-
Notifications
You must be signed in to change notification settings - Fork 194
Description
When I launch KASM container with sysbox with a GPU by sharing --device=/dev/dri/renderD128, sysbox-fs logs go crazy and it goes high CPU usage. I enabled logs and I see this
time="2024-06-01 03:05:54" level=debug msg="Received umount syscall from pid 1098145"
time="2024-06-01 03:05:54" level=debug msg="target: /run/systemd/mount-rootfs/sys/devices/virtual, flags: 0x8, root: /, cwd: /"
time="2024-06-01 03:05:54" level=debug msg="Ignoring unmount of sysbox-fs managed submount at /run/systemd/mount-rootfs/sys/devices/virtual"
time="2024-06-01 03:05:54" level=debug msg="Received umount syscall from pid 1098145"
time="2024-06-01 03:05:54" level=debug msg="target: /run/systemd/mount-rootfs/sys, flags: 0x8, root: /, cwd: /"
time="2024-06-01 03:05:54" level=debug msg="Received umount syscall from pid 1098145"
time="2024-06-01 03:05:54" level=debug msg="target: /run/systemd/mount-rootfs/sys/devices/virtual, flags: 0x8, root: /, cwd: /"
time="2024-06-01 03:05:54" level=debug msg="Ignoring unmount of sysbox-fs managed submount at /run/systemd/mount-rootfs/sys/devices/virtual"
If I restart sysbox-fs service, this issue goes away temporarily on deployed containers (unable to docker exec the running containers afterwards), but if I deploy a new container, this issue again starts while sharing devices or somewhere else (?).
Any reason what causes the infinite loop of /run/systemd/mount-rootfs/sys/devices/virtual unmount call that goes away when sysbox-fs is restarted?
Log File: sysbox-fs.log
(After some researching...)
I can see a lot of "Received umount syscall from pid 1092497" for different targets, and they seem to go perfectly. I just searched for the first occurrence of umount in the log file, tracing every umount call.

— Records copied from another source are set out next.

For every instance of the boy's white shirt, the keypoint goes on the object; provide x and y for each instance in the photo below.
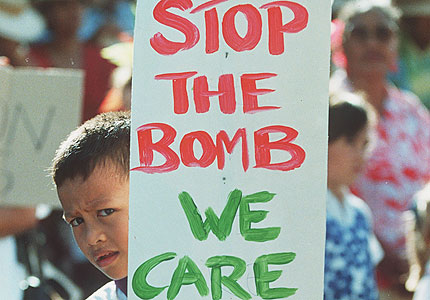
(343, 212)
(108, 292)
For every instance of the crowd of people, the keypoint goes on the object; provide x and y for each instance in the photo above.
(378, 183)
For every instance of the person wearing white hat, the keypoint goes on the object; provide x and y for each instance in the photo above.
(19, 25)
(414, 51)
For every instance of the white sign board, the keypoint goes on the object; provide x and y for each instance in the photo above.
(38, 109)
(228, 149)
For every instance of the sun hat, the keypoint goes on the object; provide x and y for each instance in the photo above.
(19, 21)
(411, 8)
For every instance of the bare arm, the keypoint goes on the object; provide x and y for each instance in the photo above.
(14, 220)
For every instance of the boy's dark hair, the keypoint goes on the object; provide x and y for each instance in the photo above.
(348, 115)
(104, 138)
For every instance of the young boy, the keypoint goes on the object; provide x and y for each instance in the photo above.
(91, 172)
(351, 251)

time="2024-06-01 02:57:40" level=debug msg="Received umount syscall from pid 1092497"
time="2024-06-01 02:57:40" level=debug msg="target: /sys/fs/cgroup/unified, flags: 0x8, root: /, cwd: /var/labsdata"

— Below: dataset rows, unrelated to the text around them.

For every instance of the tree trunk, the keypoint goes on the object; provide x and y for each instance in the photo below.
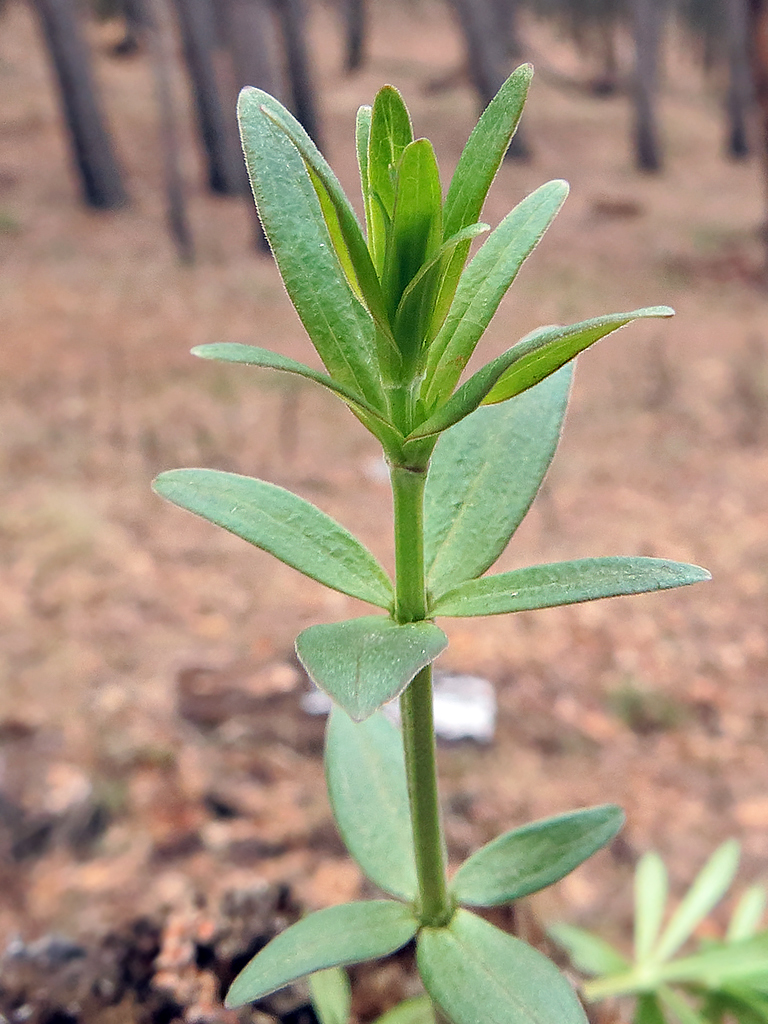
(94, 158)
(217, 127)
(355, 18)
(293, 22)
(156, 31)
(251, 36)
(647, 22)
(486, 56)
(739, 82)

time="2024-06-01 02:57:40" level=debug msg="Received mount syscall from pid 1092497"
time="2024-06-01 02:57:40" level=debug msg="source: cgroup2, target: /sys/fs/cgroup/unified, fstype: cgroup2, flags: 0xe, data: , root: /, cwd: /var/labsdata"
time="2024-06-01 02:57:40" level=debug msg="Received umount syscall from pid 1092497"
time="2024-06-01 02:57:40" level=debug msg="target: /sys/fs/cgroup/unified, flags: 0x8, root: /, cwd: /var/labsdata"
From line 7379 of log file we can see the first occurance of umount call to /run/systemd/mount-rootfs/sys/devices/virtual that gets ignored, and from then on its just an infinite loop, for every container I deploy with a device, this just adds up and the log file is full of this messages, I have to turn off the debug log else its consuming lotta storage. This just don't stop, only if I pass the --device=/dev/dri/renderD128, and with the little knowledge I have, I am able to understand this infinite umount calls should be related to this device I passed, somehow causing an infinite loop.
time="2024-06-01 02:58:30" level=debug msg="Received umount syscall from pid 1098145"
time="2024-06-01 02:58:30" level=debug msg="target: /run/systemd/mount-rootfs/sys/devices/virtual, flags: 0x8, root: /, cwd: /"
time="2024-06-01 02:58:30" level=debug msg="Requested ReadDirAll() on directory /sys/kernel/mm/hugepages (req ID=0x1454)"
time="2024-06-01 02:58:30" level=debug msg="Executing ReadDirAll() for req-id: 0x1454, handler: SysKernel, resource: hugepages"
time="2024-06-01 02:58:30" level=debug msg="Ignoring unmount of sysbox-fs managed submount at /run/systemd/mount-rootfs/sys/devices/virtual"
I went through the code located at https://github.com/nestybox/sysbox-fs/blob/master/nsenter/utils.go - this file has a potential possibility to go on a cleanup loop that could repeatedly send unmount calls, that later gets ignored by seccomp, as shown in the log, from here: https://github.com/nestybox/sysbox-fs/blob/4c2bc153f33af1bd30a227a14ecfc8174ff280d5/seccomp/umount.go#L128
Can we skip these devices from unmounting that are for sure going to get ignored by seccomp thus saving lot of CPU? Is my understanding of whats going on is correct? If so, how to solve this issue?